Edward Rooney claimed he was constructively dismissed by GSL Chev City after it developed a succession plan that fundamentally changed the nature of his employment and resulted in a decrease in his compensation.
He also said he was suspended without pay, despite his employer not having the authority to do so.
At trial, GSL sought to amended its statement of defence to allege that Rooney had been fired for cause. It said that, by recording his supervisors without their knowledge or consent, he breached the terms of his employment agreement.
GSL was unaware of the recordings until after his employment ended, and the court called it an “allegation of after-acquired cause.”
GSL objected to the recordings, calling them inadmissible for a number of reasons. First, they were of poor quality and inaudible in parts. Second, it argued that workplace recordings should not be admissible as a matter of public policy because it would encourage secretive recordings and undermine employer-employee relationships.
The court, though, said the recordings were of reasonable quality and easy to understand. There were times when it was difficult to hear what was being said, because people were talking over each other, “but this is the nature of human conversations and not the fault of the recording,” it said.
GSL also pointed to a couple of blank spots in the recordings, which raised questions about whether or not they had been altered.
But the people who had been recorded (minus one employee who had left GSL) confirmed the tapes were accurate. And the court accepted Rooney’s evidence that he did not alter the recordings in any way.
Legally versus illegally obtained recordings
The court said many of the cases that deal with admissibility of surreptitious recordings deals with illegally obtained ones. For example, the Criminal Code prohibits the interception and recording of a conversation by a stranger to the conversation.
“The recordings made by Mr. Rooney are different,” it said.
“They are the recordings of conversations between himself and his supervisors.

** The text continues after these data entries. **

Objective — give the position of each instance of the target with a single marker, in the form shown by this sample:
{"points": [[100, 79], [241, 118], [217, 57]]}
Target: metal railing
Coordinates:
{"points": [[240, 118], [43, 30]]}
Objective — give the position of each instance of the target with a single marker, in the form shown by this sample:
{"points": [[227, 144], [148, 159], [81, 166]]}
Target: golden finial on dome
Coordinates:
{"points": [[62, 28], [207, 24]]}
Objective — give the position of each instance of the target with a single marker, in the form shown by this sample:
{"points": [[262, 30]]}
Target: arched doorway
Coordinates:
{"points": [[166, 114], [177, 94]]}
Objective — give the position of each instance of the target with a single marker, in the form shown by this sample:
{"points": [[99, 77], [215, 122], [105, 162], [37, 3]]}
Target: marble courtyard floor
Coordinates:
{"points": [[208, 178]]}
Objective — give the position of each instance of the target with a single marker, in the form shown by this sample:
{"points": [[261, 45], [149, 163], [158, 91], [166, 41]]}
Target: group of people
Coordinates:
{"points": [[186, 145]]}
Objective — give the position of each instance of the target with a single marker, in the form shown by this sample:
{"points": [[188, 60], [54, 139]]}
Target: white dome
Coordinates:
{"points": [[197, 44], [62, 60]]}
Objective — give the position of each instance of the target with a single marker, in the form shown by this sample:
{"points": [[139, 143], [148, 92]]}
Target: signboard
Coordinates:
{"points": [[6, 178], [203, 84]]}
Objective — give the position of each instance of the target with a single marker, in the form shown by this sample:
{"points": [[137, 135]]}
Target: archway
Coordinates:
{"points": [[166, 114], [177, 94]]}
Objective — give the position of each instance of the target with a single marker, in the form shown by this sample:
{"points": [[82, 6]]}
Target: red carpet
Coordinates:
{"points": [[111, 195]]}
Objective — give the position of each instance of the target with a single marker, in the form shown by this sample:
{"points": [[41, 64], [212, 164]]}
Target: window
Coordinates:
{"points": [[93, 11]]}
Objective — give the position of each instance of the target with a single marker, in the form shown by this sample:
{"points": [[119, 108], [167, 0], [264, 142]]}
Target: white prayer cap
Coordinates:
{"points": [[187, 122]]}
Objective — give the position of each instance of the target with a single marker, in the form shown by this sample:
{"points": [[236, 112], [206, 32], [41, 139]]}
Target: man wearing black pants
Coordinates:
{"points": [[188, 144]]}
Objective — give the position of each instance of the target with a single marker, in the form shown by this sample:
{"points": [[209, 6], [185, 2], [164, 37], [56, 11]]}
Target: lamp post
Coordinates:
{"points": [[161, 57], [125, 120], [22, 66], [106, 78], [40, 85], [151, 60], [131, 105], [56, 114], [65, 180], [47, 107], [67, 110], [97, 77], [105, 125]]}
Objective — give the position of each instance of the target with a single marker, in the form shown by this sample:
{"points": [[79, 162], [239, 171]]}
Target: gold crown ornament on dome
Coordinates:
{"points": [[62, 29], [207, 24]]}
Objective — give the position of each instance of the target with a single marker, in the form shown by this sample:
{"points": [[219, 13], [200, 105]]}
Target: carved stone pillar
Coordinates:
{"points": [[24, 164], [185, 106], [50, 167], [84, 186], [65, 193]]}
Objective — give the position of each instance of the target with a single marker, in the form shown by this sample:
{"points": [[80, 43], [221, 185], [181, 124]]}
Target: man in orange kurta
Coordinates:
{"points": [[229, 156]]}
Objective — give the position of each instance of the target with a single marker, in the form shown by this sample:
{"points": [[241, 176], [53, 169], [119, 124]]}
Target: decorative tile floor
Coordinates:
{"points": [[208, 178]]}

A participant in a conversation may record that conversation without the consent of other participants in the conversation.”
The court did acknowledge that recordings have the potential to undermine trust in the workplace, something noted in the case of British Columbia Government and Service Employees’ Union v British Columbia Public Service Agency, 2016 CanLII 77600 (BCLA). That case, though, stopped short of holding that surreptitious recordings in the workplace are always improper.
“The exceptions when surreptitious recordings are considered to have been warranted and admissible include circumstances when persons in the employment or broader relationship making and tendering the recording had to resort to surreptitious recording to deal with a relationship power imbalance in order to objectively establish their credibility in the face of being accused of being a perpetrator or liar, rather than a victim,” the arbitrator said.
In this case, Rooney suspected he was being constructively dismissed.
“His employer had suspended him without pay and he had reason to be concerned that he was being portrayed as problem employee,” the Court of King’s Bench said.
“Mr. Rooney’s resort to recording conversations with his supervisor occurred after the employment relationship had broken down – even though he was not yet fully aware of the financial impact of the break down – and was warranted in the circumstances.”
While HR Law Canada doesn’t break down the constructive dismissal ruling in this article, Rooney won his case.
The court awarded him 18 months’ pay in lieu of notice. That came to $185,075.74 in damages plus an additional $460 for unpaid vacation pay.